Mark Batt

Campaign finance is the fancy way of discussing the money involved in politics, specifically, political campaigns. A Supreme Court decision known as Citizens United v. Federal Election Commission states that, “corporations and unions have the same political speech rights as individuals under the First Amendment.” Many individuals feel as though this allows candidates to buddy up to corporations and Super PACs – a political action committee that can contribute an unlimited amount of money to national, state or local political parties and to other political action committees. Some people feel this discourages voting, and citizens sometimes feel their votes don’t count.

I know my vote counts. It’s not going to decide the fate of a presidential election such as in the movie “Swing Vote,” but my vote goes into a large pile to which I know I contributed. I’m not as confident with my political contributions, however. If I donated the maximum amount in any given election cycle for an individual, it pales in comparison to that of a Super PAC.

The overturn of Citizens United could help incentivize voting in the American electorate that has decreased in recent election cycles. If members of Congress and presidential candidates are only talking to organizations or PACs, this potentially deters voting. We want people to vote. But the most effective way to become involved in elections is to put your faith and political views in a few wealthy organizations. This, I cannot do.

The average cost of winning a seat in the House of Representatives is $1.1 million and the U.S. Senate is $10.5 million, according to Maplight – a nonprofit organization that tracks money in political campaigns. The average Joe cannot raise millions of dollars to run for a Congressional seat. This makes running for public office beyond challenging. It makes citizens feel Congress is perpetually occupied by people who already possess or have the ability to raise millions of dollars.

Congress shouldn’t be occupied only by people who play ball with large corporations and wealthy donors. In this game, they’ll have friends they made on the campaign trail. They will use these friends to win reelection, and winning reelection is of the utmost importance to nearly every elected official.

On the opposite side, Tom Osborne had name recognition and funds to win election on his own when he represented Nebraska’s third district in the House of Representatives for three terms. Osborne has since spoken about campaign finance, large contributions and Super PAC donations. In an Omaha World-Herald article, Osborne discussed his colleagues who quickly raised money for the next campaign as soon as they took their seats on Capitol Hill. “This consumes a large amount of their time that could be better spent in the legislative process and serving constituents,” Osborne said during a Friday conference call. Osborne has frequently criticized the campaign finance system and members focused on campaigning rather than serving people’s interests.

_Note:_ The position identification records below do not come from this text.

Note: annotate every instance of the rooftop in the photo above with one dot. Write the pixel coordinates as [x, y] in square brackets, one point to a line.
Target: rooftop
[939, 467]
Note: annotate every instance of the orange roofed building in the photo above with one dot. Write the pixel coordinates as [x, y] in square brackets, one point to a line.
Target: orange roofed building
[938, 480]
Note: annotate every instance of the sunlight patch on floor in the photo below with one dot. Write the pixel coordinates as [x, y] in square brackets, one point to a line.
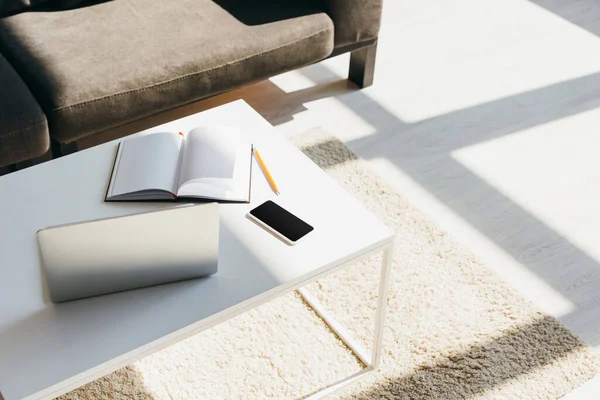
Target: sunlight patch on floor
[439, 56]
[518, 275]
[551, 171]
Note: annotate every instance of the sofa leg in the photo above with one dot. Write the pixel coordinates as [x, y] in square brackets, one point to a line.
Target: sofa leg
[7, 169]
[362, 65]
[63, 149]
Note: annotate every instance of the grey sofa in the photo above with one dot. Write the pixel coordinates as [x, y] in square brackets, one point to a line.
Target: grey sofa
[70, 69]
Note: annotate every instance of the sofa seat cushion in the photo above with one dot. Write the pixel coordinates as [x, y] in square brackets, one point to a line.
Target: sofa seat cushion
[23, 127]
[102, 65]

As a member of the House of Representatives, you spend nearly $1 million to win a two-year term. After you are elected, the next primary is less than a year and a half away. Therefore, members are constantly campaigning and bartering for money and votes. If the campaign finance system were reformed by limiting the amount of contributions from Super PACs, then citizens could play the vital role in their government, as originally intended.

The largest contribution one can give to our nation is to become an informed citizen – whether that is reading legislation, understanding the basics of our government or watching the C-Span. One of the most important things you can do as a voter is make an informed decision, not give your money away. Political campaign donations are important, but not as important as understanding the government and the role of government officials.